Prezado Dr. Embira, Grato pela informação de que, na verdade, Carlos Ortiz foi Desembargador do TRE-SP e parece que teve algum entrevero com o Paulo Francis, esse muito conhecido pelo grande público. Mas ao que parece é algo que já faz tempo que passou, até porque ambos protagonistas já teriam falecido. Mas se entendi adequadamente, o entrevero foi no papel de jornal. Até ai, tudo bem. O que não me parece correto é ficar difundindo conflitos criminalizando tudo. Imagina se num jogo de futebol fossem usar o código penal a cada falta ou coisa do gênero. Não podemos banalizar os conflitos judiciais. Aqui mesmo no conjur, imagino que o sr. viu que um cantor entrou com ação porque teriam chamado de pagodeiro. Ora, o que é que tem isso. RESPONDO: nada. Mas virou um processo judicial. Por isso, entendo que foi excelente a decisão do Ministro Ayres, até para diminuir essa onda de crescente conflituosidade na justiça, por qualquer coisa. Outro dia, ainda aqui no conjur, foi noticiado que uma artista entrou com ação porque foi chamada de gorda. Ora, onde vamos acabar assim. Como diz o CNJ: "CONCILIAR É LEGAL".
25/02/2008 09:19Embira (Advogado Autônomo - Civil)Caro Barbosa. O Dr. Carlos Ortiz, já falecido, ...
Caro Barbosa. O Dr. Carlos Ortiz, já falecido, era desembargador do TJ e exercia, também, a Corregedoria do TRE/SP. Paulo Francis, de Nova Iorque, atirava para todo lado, atingindo não só o alvo principal, Suplicy, mas, de raspão, a Justiça Eleitoral.
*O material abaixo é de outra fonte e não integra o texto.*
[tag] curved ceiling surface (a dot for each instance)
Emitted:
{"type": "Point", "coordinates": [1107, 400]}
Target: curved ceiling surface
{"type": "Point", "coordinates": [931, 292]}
24/02/2008 11:56ruialex (Advogado Autônomo - Administrativa)Se pudessem explicar quem seria esse juiz Carlo...
Se pudessem explicar quem seria esse juiz Carlos Alberto Ortiz, agradeceria? E o que tem a ver com o finado Paulo Francis,idem?
24/02/2008 09:56Embira (Advogado Autônomo - Civil)Pode ser agradável proferir frases efeito sobre...
Pode ser agradável proferir frases efeito sobre a democracia e a liberdade de expressão e citar versos parnasianos como profissão de fé nesses princípios. Desagradável, porém, é o choque dessas manifestações com a realidade cotidiana. O juiz paulista Carlos Alberto Ortiz, em 1993, sentiu isso. Paulo Francis, o Mainardi da época, escrevia para a Folha, de Nova Iorque. Em período pré-eleitoral, chamava Eduardo Suplicy de “Mogadon”, o nome de um calmante. Não havia como enquadrar na lei as diatribes de Francis. O juiz Ortiz apelou para imprensa e, no Estadão, rebateu as críticas de Francis em artigo intitulado “O juiz de São Paulo e o escriba de Nova Iorque”. Acabou fazendo com que Francis provasse da própria receita. O artigo de Ortiz está publicado no nº 23 dos Cadernos de Direito Constitucional e Eleitoral do TRE/SP. É uma lição para os que acreditam que cobra pode ser vendida em “pet shop”.
24/02/2008 05:35ruialex (Advogado Autônomo - Administrativa)Parabéns, Ministro Ayres, vossa excelência é um...
Parabéns, Ministro Ayres, vossa excelência é um espírito iluminado no STF, fez o que deveria ter sido feito há muito tempo. Imagina jornalistas trabalhando sempre sob a ameaça de serem processados criminalmente? Isso não é liberdade, é carceragem.